Story Maps

Story maps use graphic organizers to help students learn the elements of a book or story. The most basic story maps focus on the beginning, middle, and end of the story. More advanced organizers focus more on plot or character traits.

When to use: Before reading During reading After reading
How to use: Individually With small groups Whole class setting

What is a story map?

A story map is a graphic organizer that helps students learn the elements of a narrative. Learning to identify a story’s characters, plot, setting, problem, and solution prompts students to read carefully to learn the important details. There are many different types of story maps.
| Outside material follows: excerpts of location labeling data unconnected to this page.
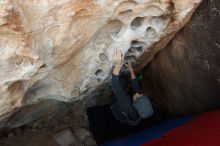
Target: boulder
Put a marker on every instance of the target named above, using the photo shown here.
(62, 50)
(184, 77)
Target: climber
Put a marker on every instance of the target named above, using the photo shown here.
(126, 109)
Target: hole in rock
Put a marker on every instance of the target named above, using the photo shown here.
(151, 33)
(136, 22)
(130, 58)
(99, 72)
(139, 49)
(102, 57)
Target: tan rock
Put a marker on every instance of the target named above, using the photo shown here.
(63, 49)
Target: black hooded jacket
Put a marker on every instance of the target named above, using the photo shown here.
(123, 109)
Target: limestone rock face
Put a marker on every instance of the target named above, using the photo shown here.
(62, 50)
(184, 77)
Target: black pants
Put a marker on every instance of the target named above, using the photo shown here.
(105, 127)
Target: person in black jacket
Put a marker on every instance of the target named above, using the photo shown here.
(126, 109)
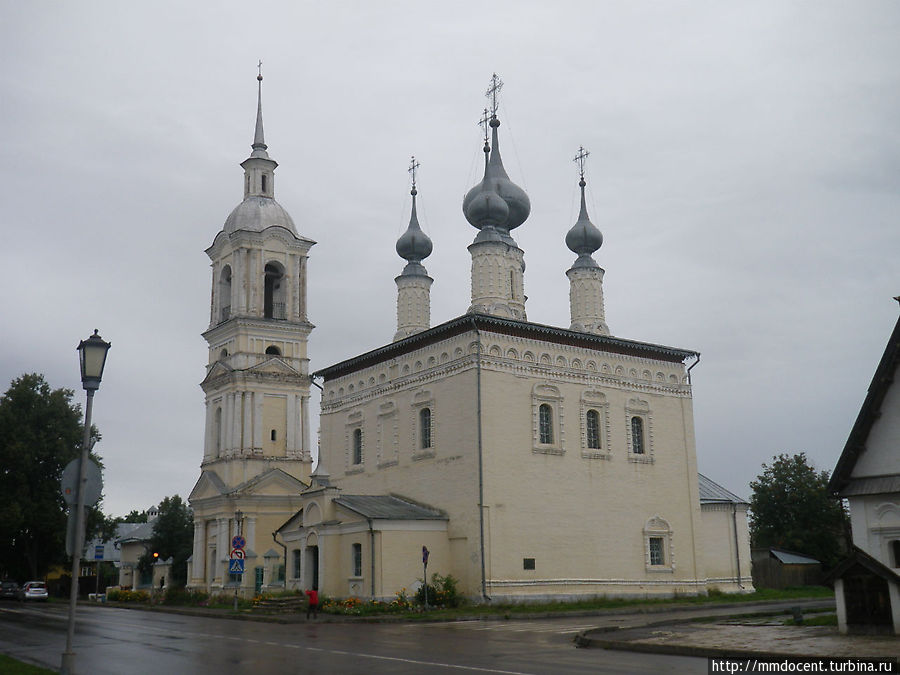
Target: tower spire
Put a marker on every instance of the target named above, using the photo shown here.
(495, 207)
(259, 142)
(413, 284)
(585, 275)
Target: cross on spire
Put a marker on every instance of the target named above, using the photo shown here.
(483, 122)
(413, 165)
(579, 159)
(493, 93)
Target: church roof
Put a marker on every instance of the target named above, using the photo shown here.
(387, 507)
(870, 411)
(713, 493)
(493, 324)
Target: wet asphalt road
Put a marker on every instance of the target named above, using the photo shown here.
(122, 641)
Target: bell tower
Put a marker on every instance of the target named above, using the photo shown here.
(257, 382)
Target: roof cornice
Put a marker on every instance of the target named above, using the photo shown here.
(493, 324)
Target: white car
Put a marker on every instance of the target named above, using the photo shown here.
(34, 590)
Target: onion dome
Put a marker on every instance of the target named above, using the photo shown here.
(496, 202)
(584, 238)
(259, 210)
(255, 214)
(414, 245)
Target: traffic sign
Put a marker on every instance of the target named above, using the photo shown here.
(93, 482)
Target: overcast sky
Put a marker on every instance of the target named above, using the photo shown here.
(744, 170)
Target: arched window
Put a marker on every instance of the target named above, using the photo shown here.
(425, 428)
(217, 431)
(273, 296)
(357, 446)
(225, 294)
(298, 557)
(637, 435)
(592, 427)
(545, 423)
(357, 560)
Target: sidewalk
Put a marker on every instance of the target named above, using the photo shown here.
(743, 637)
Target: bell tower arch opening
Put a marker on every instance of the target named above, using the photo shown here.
(274, 292)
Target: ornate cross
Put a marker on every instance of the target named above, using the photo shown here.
(493, 92)
(483, 123)
(579, 159)
(413, 165)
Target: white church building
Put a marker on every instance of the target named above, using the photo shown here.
(532, 461)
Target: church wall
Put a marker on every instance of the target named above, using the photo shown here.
(584, 515)
(385, 401)
(718, 547)
(581, 514)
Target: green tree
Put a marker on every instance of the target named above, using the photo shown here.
(40, 432)
(790, 508)
(173, 537)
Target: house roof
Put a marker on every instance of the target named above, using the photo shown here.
(141, 532)
(791, 558)
(860, 557)
(868, 413)
(387, 507)
(495, 324)
(713, 493)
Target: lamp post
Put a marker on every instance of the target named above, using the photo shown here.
(239, 524)
(92, 355)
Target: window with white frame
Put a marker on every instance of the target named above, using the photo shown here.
(658, 549)
(592, 429)
(637, 435)
(423, 419)
(425, 428)
(547, 419)
(357, 560)
(545, 424)
(387, 442)
(594, 425)
(639, 430)
(355, 442)
(357, 446)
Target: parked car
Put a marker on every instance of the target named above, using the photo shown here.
(34, 590)
(9, 590)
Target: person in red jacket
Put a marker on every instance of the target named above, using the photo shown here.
(313, 606)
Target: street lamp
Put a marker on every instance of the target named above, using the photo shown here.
(239, 524)
(92, 356)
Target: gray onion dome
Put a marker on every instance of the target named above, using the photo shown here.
(255, 214)
(496, 201)
(584, 238)
(414, 245)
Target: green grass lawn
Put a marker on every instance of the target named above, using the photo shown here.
(715, 598)
(11, 666)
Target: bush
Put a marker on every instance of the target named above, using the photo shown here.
(127, 596)
(442, 592)
(183, 596)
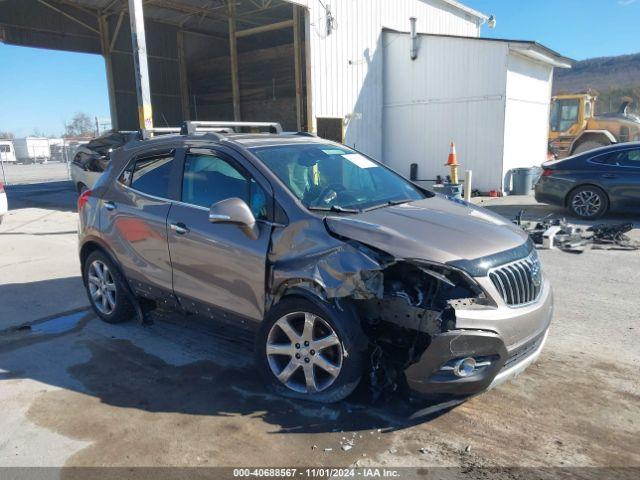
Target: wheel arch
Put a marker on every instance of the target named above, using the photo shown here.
(93, 244)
The most basic ones focus on the beginning, middle, and end of the story while more sophisticated organizers focus more on story elements like plot, character development, or theme.

Why use story maps?

  • They improve students' comprehension of narrative text. 
  • They provide students with a framework for identifying the elements of a story.
  • They help students of varying ability capture and organize information and ideas efficiently.
  • They help students develop a deeper understanding of how stories work that can be applied to other texts and content areas.

How to use story maps

  1. Define and discuss the components of a story (e.g., characters, setting, plot and theme or beginning, middle, end) using a familiar story as an example
  2. After a whole-class read-aloud of a story, complete a story map on chart paper with input from students
  3. If students will story maps individually, provide each student with a blank story map organizer and have them complete their own copies as you co-construct the larger version.
  4. Once students understand how to construct story maps, they can complete story maps as they read or, after reading, they can fill in any missing parts.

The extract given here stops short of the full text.